Best practices

Using the same project structure for all of your projects provide a lot of benefits. We recommend that you follow the structure shown below. It is flexible enough to work for a wide variety of data analysis projects, but feel free to adapt it to your needs.

myproject/
    data/
       README.txt
       ...
    steps/
       README.txt
       ...
    results/
       README.txt
       ...
    plots/
       README.txt
       ...
    scripts/
       README.txt
       ...
    docs/
       1-installing-dependencies.txt
       2-running-some-analysis.txt
       3-running-some-other-analysis.txt
       ...
    environment.yml
    NOTEBOOK.txt
    README.txt
    ...

Let’s have a look at the goal of each folder:

data: This folder should contain your raw/original data files. You should consider this directory read-only (even better: make it read-only). However, it is okay to add new files to the folder, as long as you don’t modify or delete other files in the folder.

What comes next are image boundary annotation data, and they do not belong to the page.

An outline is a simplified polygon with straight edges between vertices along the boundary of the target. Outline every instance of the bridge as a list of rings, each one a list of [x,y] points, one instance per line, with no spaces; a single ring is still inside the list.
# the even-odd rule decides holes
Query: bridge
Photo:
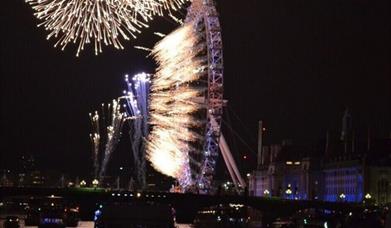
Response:
[[[197,211],[219,204],[242,204],[262,212],[264,219],[289,216],[305,208],[352,211],[362,204],[347,202],[324,202],[316,200],[285,200],[239,195],[199,195],[167,192],[109,191],[94,188],[29,188],[0,187],[0,195],[19,196],[62,196],[67,202],[80,205],[82,219],[91,220],[98,205],[110,202],[156,202],[171,205],[179,222],[192,222]]]

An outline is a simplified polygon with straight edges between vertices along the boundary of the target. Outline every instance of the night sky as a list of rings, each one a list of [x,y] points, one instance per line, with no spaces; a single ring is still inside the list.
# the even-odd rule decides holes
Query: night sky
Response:
[[[223,28],[225,120],[256,150],[263,119],[268,143],[317,143],[337,134],[345,107],[363,137],[391,129],[388,0],[220,0]],[[152,47],[153,31],[175,24],[157,19],[119,51],[75,57],[53,48],[24,1],[2,3],[1,162],[33,154],[46,169],[86,173],[91,167],[88,113],[121,95],[124,74],[153,72],[154,63],[132,45]],[[229,118],[228,118],[229,117]],[[229,121],[230,120],[230,121]],[[233,133],[224,126],[227,136]],[[359,135],[360,135],[359,134]],[[125,137],[127,138],[127,137]],[[232,139],[229,139],[231,142]],[[111,166],[126,165],[124,139]],[[235,156],[254,154],[240,140]],[[249,166],[254,162],[249,162]]]

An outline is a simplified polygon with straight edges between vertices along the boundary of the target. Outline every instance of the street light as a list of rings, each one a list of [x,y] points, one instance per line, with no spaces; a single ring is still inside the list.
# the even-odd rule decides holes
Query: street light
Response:
[[[93,185],[94,187],[98,186],[98,185],[99,185],[99,181],[98,181],[97,179],[94,179],[94,180],[92,181],[92,185]]]
[[[270,194],[270,191],[267,190],[267,189],[265,189],[265,190],[263,191],[263,194],[266,195],[266,196],[268,196],[268,195]]]
[[[80,186],[81,186],[81,187],[86,186],[86,184],[87,184],[87,182],[86,182],[85,180],[80,181]]]

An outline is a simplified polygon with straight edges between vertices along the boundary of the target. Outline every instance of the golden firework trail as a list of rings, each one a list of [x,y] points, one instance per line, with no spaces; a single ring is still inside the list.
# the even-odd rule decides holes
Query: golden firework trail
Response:
[[[201,125],[195,113],[204,108],[196,99],[203,90],[194,86],[207,61],[197,44],[201,36],[193,22],[182,25],[155,45],[151,54],[159,67],[152,79],[147,159],[159,172],[176,178],[183,188],[193,184],[192,143],[202,138],[193,128]],[[201,99],[202,100],[202,99]]]
[[[76,56],[86,44],[94,45],[95,54],[102,46],[123,49],[122,42],[136,38],[154,16],[167,15],[188,0],[25,0],[49,32],[55,37],[55,47],[64,50],[69,43],[77,44]]]

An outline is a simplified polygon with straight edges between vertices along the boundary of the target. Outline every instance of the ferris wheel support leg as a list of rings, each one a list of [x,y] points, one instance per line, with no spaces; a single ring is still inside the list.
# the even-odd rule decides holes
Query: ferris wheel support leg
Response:
[[[227,167],[231,166],[231,168],[233,169],[233,171],[235,173],[235,177],[239,181],[240,185],[242,187],[246,187],[246,182],[244,182],[242,176],[240,175],[240,172],[238,170],[238,167],[236,166],[235,160],[232,157],[231,150],[229,149],[228,144],[225,141],[223,134],[220,135],[219,145],[220,145],[220,150],[222,151],[222,154],[225,154],[227,156],[227,160],[228,160],[228,163],[226,162]]]
[[[223,140],[224,140],[224,142],[223,142]],[[225,165],[227,166],[229,175],[231,176],[232,182],[234,183],[235,188],[238,189],[238,180],[237,180],[237,178],[235,176],[235,172],[233,171],[232,166],[228,160],[228,156],[226,154],[226,149],[225,149],[226,145],[227,145],[227,143],[225,142],[224,137],[221,136],[220,143],[219,143],[221,155],[223,155],[223,159],[224,159]]]

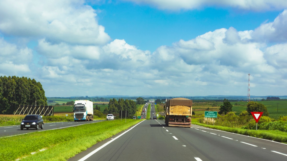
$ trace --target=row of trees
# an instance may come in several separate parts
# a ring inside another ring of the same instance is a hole
[[[114,98],[110,99],[108,108],[105,108],[103,113],[118,113],[121,110],[127,111],[129,115],[134,115],[137,111],[135,102],[132,100],[124,100],[122,99],[119,99],[118,101]]]
[[[223,104],[221,105],[219,108],[218,114],[224,114],[226,115],[227,113],[232,111],[232,105],[228,99],[224,99],[223,101]],[[247,106],[246,111],[247,113],[249,115],[251,115],[251,112],[263,112],[263,116],[269,116],[269,113],[267,108],[262,103],[251,101],[247,103]]]
[[[26,77],[0,77],[0,114],[12,114],[20,105],[47,105],[42,85]]]

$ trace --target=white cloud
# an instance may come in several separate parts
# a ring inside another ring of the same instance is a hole
[[[58,43],[105,44],[110,37],[98,24],[95,11],[84,3],[77,0],[1,1],[0,15],[5,16],[0,16],[0,31]]]
[[[285,0],[271,1],[226,1],[226,0],[122,0],[137,4],[147,4],[162,9],[179,10],[201,9],[206,7],[231,7],[236,8],[254,11],[280,10],[287,7]]]

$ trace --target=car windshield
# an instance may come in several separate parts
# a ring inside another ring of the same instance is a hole
[[[24,118],[24,120],[36,120],[38,119],[38,116],[35,115],[27,115]]]

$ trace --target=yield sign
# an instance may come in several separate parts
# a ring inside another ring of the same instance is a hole
[[[251,112],[252,115],[254,117],[254,119],[255,119],[255,121],[256,123],[258,122],[258,121],[259,121],[260,117],[262,115],[263,113],[263,112]]]

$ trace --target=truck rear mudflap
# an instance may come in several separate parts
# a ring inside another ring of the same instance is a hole
[[[169,122],[168,126],[177,126],[178,127],[190,127],[191,124],[190,123],[183,122]]]

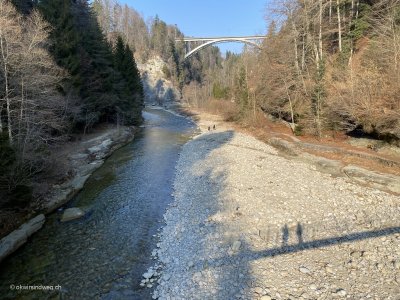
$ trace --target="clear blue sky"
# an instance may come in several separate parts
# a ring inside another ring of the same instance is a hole
[[[265,34],[268,0],[120,0],[141,13],[145,20],[158,15],[176,24],[185,36],[232,36]],[[243,44],[220,44],[240,52]]]

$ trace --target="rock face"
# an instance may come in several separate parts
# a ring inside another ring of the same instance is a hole
[[[85,212],[79,207],[68,208],[64,211],[61,222],[67,222],[75,219],[79,219],[85,215]]]
[[[160,57],[150,59],[146,64],[138,64],[143,78],[146,103],[168,105],[180,98],[179,91],[165,78],[165,67],[166,64]]]
[[[0,262],[22,246],[33,233],[42,228],[44,221],[44,215],[40,214],[3,238],[0,241]]]

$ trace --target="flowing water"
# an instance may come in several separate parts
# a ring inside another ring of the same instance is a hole
[[[87,215],[66,223],[59,221],[61,212],[48,216],[42,230],[0,265],[1,299],[151,299],[139,286],[141,274],[172,201],[181,146],[195,127],[163,110],[148,109],[144,117],[134,141],[114,152],[67,205],[84,207]]]

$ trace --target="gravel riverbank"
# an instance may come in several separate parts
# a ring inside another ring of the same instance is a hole
[[[398,196],[222,128],[183,147],[174,188],[155,299],[400,299]]]

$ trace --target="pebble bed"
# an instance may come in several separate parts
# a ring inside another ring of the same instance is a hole
[[[400,199],[234,131],[180,155],[153,299],[400,299]]]

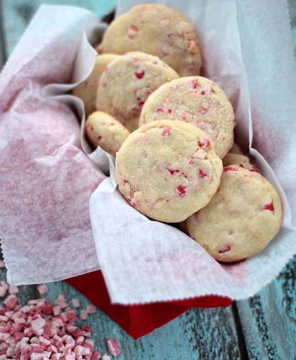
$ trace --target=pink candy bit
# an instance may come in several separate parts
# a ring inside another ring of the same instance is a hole
[[[71,302],[74,308],[78,308],[80,306],[80,303],[78,299],[73,299]]]
[[[187,114],[185,112],[183,112],[182,118],[182,120],[186,120],[186,119],[187,119]]]
[[[201,178],[204,178],[205,176],[207,176],[207,173],[204,173],[204,172],[201,169],[199,169],[199,176]]]
[[[12,310],[17,304],[17,298],[14,295],[9,295],[6,297],[4,303],[8,310]]]
[[[135,75],[138,79],[142,79],[142,78],[143,77],[145,74],[145,72],[144,70],[141,70],[141,71],[138,70],[135,72]]]
[[[179,170],[172,170],[170,169],[169,169],[168,168],[166,168],[167,170],[170,172],[171,173],[171,174],[172,175],[173,175],[175,173],[179,173]]]
[[[108,347],[108,350],[113,356],[117,356],[120,354],[120,351],[118,349],[118,344],[115,339],[108,340],[107,346]]]
[[[270,204],[266,204],[263,206],[263,209],[265,210],[270,210],[270,211],[273,211],[274,210],[272,203],[270,203]]]
[[[101,354],[98,351],[94,351],[91,356],[91,360],[99,360],[101,358]]]
[[[224,173],[226,173],[226,171],[235,171],[236,170],[236,168],[235,168],[234,166],[226,166],[223,169],[223,171]]]
[[[183,197],[185,196],[185,194],[186,193],[186,191],[185,190],[186,186],[185,186],[184,185],[179,185],[177,187],[177,188],[179,191],[179,195],[180,195],[180,196]]]
[[[135,25],[131,25],[127,31],[127,37],[130,39],[133,39],[137,36],[138,29]]]
[[[9,287],[8,292],[10,294],[16,294],[17,292],[18,292],[18,288],[15,286],[15,285],[11,285]]]
[[[94,314],[97,311],[97,308],[93,304],[89,304],[86,306],[86,311],[88,314]]]
[[[162,136],[168,136],[171,135],[171,127],[170,126],[165,126],[163,128],[162,133],[161,133]]]
[[[81,320],[86,320],[87,317],[87,312],[86,310],[80,310],[80,319]]]
[[[191,80],[190,81],[193,89],[197,89],[198,87],[198,82],[196,80]]]
[[[101,360],[110,360],[111,359],[111,358],[109,355],[107,355],[107,354],[104,354],[101,358]]]
[[[38,285],[37,287],[37,289],[38,290],[39,293],[40,295],[46,294],[46,292],[48,292],[48,288],[47,286],[45,284],[42,284],[41,285]]]
[[[260,172],[259,170],[257,169],[257,168],[255,168],[254,166],[252,169],[249,169],[249,171],[251,171],[254,173],[259,173],[260,174]]]
[[[198,105],[197,107],[199,109],[200,109],[199,110],[199,112],[200,112],[202,115],[204,115],[205,114],[206,114],[208,112],[208,109],[206,108],[204,108],[202,105]]]
[[[222,248],[219,250],[219,253],[221,254],[223,252],[226,252],[230,250],[231,249],[231,247],[230,245],[227,245],[227,244],[223,245]]]
[[[206,138],[200,139],[198,140],[198,145],[201,149],[206,149],[210,146],[210,141]]]
[[[1,281],[0,285],[0,296],[1,297],[5,296],[8,288],[8,287],[7,285],[4,281]]]
[[[157,109],[157,112],[163,112],[163,109],[164,108],[164,106],[163,104],[161,105],[160,108]]]

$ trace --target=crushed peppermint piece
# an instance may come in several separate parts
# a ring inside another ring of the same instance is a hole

steps: This folder contains data files produced by various steps in your analysis. If you’re using a workflow tool like GWF, this directory is where you would put the output of your targets. For large workflows it may be a good idea to make subfolders for each step.

results: This folder contains the final data files (not plots) produced by your analysis. Again, you may want to put these in subfolders for large workflows with many result files.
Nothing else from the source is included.